Bachelor's degree and 10 years of experience in a Pharmaceutical, Medical Device and/or Biotechnology industry.

And

4 years of managerial experience directly managing people and/or leadership experience leading teams, projects, programs or directing the allocation of resources

Beyond that, additional preferred qualifications are:

• 10+ years of Manufacturing and/or Quality leading experience.
• Life Science and/or Engineering educational background.
• Knowledge of and previous experience in Quality Control-Labs Operations.
• Proven Continuous Improvement culture
• Strong group presentation skills with previous experience in presentations to both large and small groups.
• Computer literate.
• Self-motivated; works as a team player and/or independently.
• Superb knowledge of cGMP's and CFR's EC GMPs.
• Good verbal and written communication skills.
• Good analytical/critical thinking skills with an experienced global perspective.
• Strong persuasion and negotiation skills and the ability to interact successfully and partner with management within and outside of Quality Operations.
• Team development and leadership skills.
• Fully bilingual (Spanish/English).

The benefits

Our broad approach is one of the reasons why we are regularly recognized as a 'Best Place To Work'. We offer a superior benefits package that includes an award-winning retirement and stock plan. And between the paid time off, and wellness program - and on-site child care and fitness facilities - you will find us focused on your well-being too.

Our culture is what makes Amgen a special place to work. We have a powerful shared purpose around our mission - to serve patients. We respect one another, recognize contributions, and have embedded collaboration, trust, empowerment and inclusion in all that we do.

We equip all our staff members to live well-rounded, healthy lives. Most recently, Amgen added benefits for transgender employees and continues to pride itself on industry-leading, family-friendly offerings for families of all compositions.

Amgen is committed to unlocking the potential of biology for patients suffering from serious illnesses by discovering, developing, manufacturing and delivering innovative human therapeutics. This approach begins by using tools like advanced human genetics to unravel the complexities of disease and understand the fundamentals of human biology.

Amgen focuses on areas of high unmet medical need and uses its expertise to strive for solutions that improve health outcomes and dramatically improve people's lives. A biotechnology pioneer since 1980, Amgen has grown to be one of the world's leading independent biotechnology companies, has reached millions of patients around the world and is developing a pipeline of medicines with breakaway potential.

Join Us

If you're seeking a career where you can truly make a difference in the lives of others, a career where you can work at the absolute forefront of biotechnology with the top minds in the field, you'll find it at Amgen.

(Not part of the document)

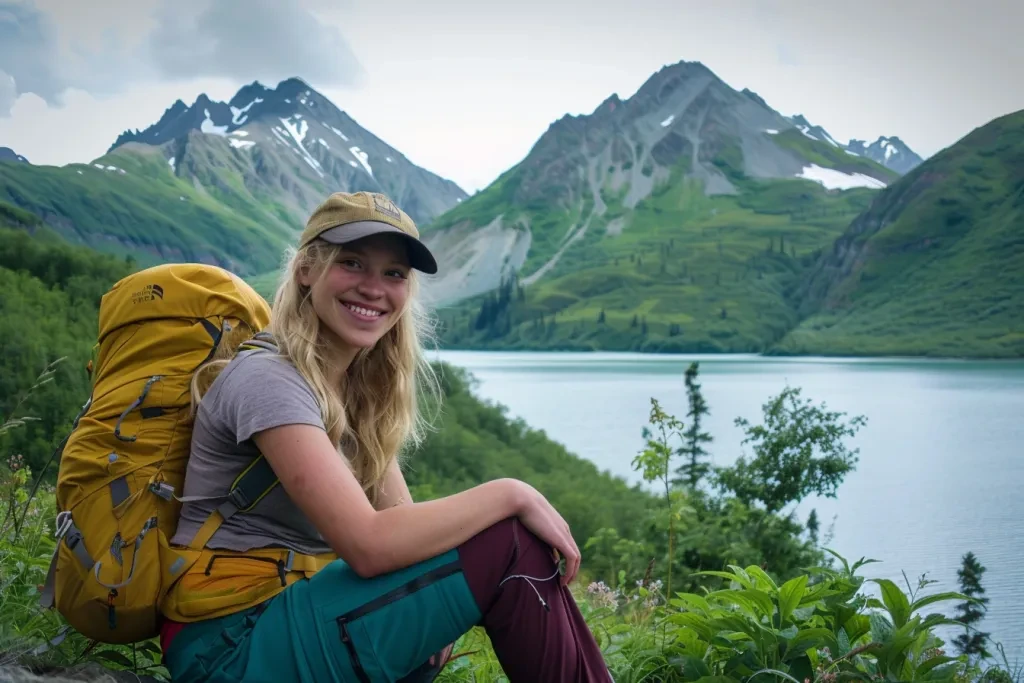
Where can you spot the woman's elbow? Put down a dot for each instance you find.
(363, 555)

Amgen, a biotechnology pioneer, discovers, develops and delivers innovative human therapeutics. Our medicines have helped millions of patients in the fight against cancer, kidney disease, rheumatoid arthritis and other serious illnesses.

As an organization dedicated to improving the quality of life for people around the world, Amgen fosters an inclusive environment of diverse, ethical, committed and highly accomplished people who respect each other but compete intensely to win. Together, we live the Amgen values as we continue advancing science to serve patients.

Amgen is an Equal Opportunity employer and will consider all qualified applicants for employment without regard to race, color, religion, sex, sexual orientation, gender identity, national origin, protected veteran status, or disability status.